Sqoop is a tool designed for efficiently transferring structured data from SQL Server and SQL Azure to HDFS and then uses it in MapReduce and Hive jobs. One can even use Sqoop to move data from HDFS to SQL Server.

Apache Spark:

Apache Spark is a general compute engine that offers fast data analysis on a large scale. Spark is built on HDFS but bypasses MapReduce and instead uses its own data processing framework. Common uses cases for Apache Spark include real-time queries, event stream processing, iterative algorithms, complex operations and machine learning.

Pig

Pig is a platform for analyzing and querying huge data sets that consist of a high-level language for expressing data analysis programs, coupled with infrastructure for evaluating these programs. Pig’s built-in operations can make sense of semi-structured data, such as log files, and the language is extensible using Java to add support for custom data types and transformations.

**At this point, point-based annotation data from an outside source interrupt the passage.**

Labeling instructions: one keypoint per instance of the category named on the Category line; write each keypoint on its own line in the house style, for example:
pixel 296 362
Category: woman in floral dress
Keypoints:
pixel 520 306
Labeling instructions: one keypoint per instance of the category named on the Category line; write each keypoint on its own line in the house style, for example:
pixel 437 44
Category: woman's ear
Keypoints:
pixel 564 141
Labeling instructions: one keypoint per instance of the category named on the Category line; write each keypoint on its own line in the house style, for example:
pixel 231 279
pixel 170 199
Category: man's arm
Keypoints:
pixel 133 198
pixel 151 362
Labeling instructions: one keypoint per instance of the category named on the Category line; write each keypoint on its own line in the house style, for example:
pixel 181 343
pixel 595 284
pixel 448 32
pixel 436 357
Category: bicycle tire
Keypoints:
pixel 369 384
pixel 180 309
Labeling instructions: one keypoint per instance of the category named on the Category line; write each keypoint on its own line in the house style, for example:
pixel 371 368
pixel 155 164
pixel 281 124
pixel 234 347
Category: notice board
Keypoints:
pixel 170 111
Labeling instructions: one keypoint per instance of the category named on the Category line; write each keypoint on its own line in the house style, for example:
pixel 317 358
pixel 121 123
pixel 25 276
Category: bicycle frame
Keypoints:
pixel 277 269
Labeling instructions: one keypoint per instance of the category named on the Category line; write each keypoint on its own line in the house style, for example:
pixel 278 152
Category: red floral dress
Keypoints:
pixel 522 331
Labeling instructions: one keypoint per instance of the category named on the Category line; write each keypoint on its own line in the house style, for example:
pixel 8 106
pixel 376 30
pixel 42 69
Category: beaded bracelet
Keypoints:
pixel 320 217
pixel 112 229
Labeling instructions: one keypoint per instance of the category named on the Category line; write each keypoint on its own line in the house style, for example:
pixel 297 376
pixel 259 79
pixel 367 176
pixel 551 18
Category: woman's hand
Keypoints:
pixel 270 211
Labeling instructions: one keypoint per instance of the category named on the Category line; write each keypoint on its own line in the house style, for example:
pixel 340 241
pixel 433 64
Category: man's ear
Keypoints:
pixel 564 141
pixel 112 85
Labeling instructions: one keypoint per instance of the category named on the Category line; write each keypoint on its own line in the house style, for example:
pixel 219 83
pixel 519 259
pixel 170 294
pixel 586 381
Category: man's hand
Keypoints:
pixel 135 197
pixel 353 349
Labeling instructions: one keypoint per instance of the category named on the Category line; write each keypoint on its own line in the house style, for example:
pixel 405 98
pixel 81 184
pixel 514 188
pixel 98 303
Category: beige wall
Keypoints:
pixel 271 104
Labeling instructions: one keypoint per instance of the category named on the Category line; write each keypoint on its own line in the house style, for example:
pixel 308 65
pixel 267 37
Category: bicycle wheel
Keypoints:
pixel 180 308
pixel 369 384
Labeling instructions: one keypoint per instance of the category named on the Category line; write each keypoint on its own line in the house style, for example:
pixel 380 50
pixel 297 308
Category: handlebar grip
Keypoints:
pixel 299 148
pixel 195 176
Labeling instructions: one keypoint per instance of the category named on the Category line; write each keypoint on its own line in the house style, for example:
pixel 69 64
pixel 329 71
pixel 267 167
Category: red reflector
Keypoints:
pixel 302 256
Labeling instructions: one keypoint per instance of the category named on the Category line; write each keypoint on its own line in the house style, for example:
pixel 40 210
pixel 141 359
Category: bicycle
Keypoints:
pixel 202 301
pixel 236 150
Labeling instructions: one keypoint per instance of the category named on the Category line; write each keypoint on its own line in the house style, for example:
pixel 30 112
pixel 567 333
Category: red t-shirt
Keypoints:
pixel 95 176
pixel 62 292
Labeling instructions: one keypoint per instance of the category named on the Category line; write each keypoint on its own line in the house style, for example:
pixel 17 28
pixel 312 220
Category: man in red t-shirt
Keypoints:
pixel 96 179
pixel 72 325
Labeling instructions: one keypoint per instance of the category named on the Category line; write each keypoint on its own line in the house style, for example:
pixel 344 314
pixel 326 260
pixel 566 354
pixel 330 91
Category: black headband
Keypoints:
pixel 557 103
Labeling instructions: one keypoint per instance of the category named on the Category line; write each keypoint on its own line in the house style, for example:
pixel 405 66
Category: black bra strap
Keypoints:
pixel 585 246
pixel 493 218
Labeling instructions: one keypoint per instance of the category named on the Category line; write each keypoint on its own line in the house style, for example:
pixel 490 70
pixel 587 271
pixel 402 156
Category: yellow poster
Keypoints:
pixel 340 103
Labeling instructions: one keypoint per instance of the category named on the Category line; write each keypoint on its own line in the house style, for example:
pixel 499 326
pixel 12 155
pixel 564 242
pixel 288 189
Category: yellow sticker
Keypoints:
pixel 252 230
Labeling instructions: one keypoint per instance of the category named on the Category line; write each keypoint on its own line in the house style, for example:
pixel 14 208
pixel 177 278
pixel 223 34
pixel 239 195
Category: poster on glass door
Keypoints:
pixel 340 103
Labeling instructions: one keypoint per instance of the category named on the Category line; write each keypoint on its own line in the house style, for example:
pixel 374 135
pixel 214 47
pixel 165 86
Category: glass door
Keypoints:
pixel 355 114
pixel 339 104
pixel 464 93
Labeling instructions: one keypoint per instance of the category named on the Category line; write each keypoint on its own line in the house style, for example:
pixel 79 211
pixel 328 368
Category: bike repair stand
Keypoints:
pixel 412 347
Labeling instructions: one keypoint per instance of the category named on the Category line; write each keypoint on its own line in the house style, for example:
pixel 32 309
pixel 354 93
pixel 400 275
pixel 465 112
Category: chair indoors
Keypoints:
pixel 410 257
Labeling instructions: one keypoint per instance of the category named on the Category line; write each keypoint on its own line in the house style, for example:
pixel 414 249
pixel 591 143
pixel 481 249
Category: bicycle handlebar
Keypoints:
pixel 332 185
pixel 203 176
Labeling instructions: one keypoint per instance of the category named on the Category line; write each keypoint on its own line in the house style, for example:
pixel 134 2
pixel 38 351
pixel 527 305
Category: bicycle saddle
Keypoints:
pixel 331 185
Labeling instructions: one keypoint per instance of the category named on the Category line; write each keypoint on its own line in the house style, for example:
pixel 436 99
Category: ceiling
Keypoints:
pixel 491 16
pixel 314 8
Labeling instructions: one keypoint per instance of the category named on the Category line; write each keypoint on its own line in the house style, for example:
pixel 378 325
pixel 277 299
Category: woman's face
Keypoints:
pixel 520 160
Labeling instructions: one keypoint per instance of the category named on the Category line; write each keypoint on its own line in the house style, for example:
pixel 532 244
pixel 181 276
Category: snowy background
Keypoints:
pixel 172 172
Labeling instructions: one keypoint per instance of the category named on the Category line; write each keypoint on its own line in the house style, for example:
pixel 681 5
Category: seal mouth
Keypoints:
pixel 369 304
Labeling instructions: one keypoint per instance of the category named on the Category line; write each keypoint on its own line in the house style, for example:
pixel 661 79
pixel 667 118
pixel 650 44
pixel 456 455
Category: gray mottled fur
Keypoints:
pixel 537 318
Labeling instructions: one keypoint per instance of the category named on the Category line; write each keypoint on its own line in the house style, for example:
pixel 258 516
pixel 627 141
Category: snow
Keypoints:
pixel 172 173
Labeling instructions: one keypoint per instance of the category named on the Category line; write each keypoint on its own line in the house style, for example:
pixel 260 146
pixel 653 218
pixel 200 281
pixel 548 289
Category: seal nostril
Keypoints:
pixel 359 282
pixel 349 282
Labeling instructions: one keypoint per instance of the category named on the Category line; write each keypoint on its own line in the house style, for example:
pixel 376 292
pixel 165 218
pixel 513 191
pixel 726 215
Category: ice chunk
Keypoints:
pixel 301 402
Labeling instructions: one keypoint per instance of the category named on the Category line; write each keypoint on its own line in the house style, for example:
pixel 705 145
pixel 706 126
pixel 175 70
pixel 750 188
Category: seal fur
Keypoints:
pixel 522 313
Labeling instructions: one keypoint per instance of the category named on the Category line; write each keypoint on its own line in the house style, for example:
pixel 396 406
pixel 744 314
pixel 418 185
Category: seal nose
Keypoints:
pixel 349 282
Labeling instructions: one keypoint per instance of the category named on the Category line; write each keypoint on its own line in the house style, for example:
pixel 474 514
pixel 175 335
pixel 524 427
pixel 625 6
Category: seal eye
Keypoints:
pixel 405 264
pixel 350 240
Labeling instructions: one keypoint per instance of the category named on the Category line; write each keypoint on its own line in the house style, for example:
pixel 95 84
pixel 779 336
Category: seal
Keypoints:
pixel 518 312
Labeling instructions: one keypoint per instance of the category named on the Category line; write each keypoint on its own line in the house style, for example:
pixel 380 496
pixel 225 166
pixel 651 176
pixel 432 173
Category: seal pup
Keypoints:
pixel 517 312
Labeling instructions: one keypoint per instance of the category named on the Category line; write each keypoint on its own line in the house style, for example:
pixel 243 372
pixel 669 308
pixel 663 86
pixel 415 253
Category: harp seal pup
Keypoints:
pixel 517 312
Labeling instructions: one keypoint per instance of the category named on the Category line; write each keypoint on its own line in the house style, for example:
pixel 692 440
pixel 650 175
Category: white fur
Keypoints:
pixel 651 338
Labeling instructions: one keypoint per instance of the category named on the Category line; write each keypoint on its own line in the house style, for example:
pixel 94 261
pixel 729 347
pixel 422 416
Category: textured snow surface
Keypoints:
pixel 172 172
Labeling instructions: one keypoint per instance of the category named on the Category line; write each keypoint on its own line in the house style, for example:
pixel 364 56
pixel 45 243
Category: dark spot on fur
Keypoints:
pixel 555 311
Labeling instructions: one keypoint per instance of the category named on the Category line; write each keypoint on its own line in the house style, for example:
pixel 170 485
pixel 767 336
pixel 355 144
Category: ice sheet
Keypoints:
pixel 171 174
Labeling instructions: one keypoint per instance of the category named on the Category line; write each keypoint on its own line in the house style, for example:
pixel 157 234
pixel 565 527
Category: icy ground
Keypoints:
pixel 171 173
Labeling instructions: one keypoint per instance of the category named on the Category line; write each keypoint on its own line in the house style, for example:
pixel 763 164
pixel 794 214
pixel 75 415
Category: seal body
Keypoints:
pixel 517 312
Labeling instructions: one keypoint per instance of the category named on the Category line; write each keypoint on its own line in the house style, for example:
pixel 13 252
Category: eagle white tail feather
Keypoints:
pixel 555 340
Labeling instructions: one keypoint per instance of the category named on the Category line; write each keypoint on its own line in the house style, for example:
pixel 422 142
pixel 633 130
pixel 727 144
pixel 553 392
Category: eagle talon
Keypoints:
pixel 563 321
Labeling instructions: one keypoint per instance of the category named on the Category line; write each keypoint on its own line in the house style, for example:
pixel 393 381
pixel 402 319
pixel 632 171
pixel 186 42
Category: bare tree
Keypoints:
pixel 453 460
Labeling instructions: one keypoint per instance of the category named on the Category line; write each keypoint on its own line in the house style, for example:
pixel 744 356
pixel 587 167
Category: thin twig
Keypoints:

Pig has three main key properties:

Extensibility
Optimization opportunities
Ease of programming

The salient property of Pig programs is that their structure is amenable to substantial parallelization, which in turns enables them to handle very large data sets. At the present time, Pig’s infrastructure layer consists of a compiler that produces sequences of MapReduce programs.

Oozie

Apache Oozie is a workflow/coordination system to manage Hadoop jobs.

Flume

Flume is a framework for harvesting, aggregating and moving huge amounts of log data or text files in and out of Hadoop. Agents are populated throughout ones IT infrastructure inside web servers, application servers and mobile devices. Flume itself has a query processing engine, so it’s easy to transform each new batch of data before it is shuttled to the intended sink.

Ambari:

Ambari was created to help manage Hadoop. It offers support for many of the tools in the Hadoop ecosystem including Hive, HBase, Pig, Sqoop and Zookeeper. The tool features a management dashboard that keeps track of cluster health and can help diagnose performance issues.

Conclusion

Hadoop is powerful because it is extensible and it is easy to integrate with any component. Its popularity is due in part to its ability to store, analyze and access large amounts of data, quickly and cost effectively across clusters of commodity hardware. Apache Hadoop is not actually a single product but instead a collection of several components. When all these components are merged, it makes the Hadoop very user friendly.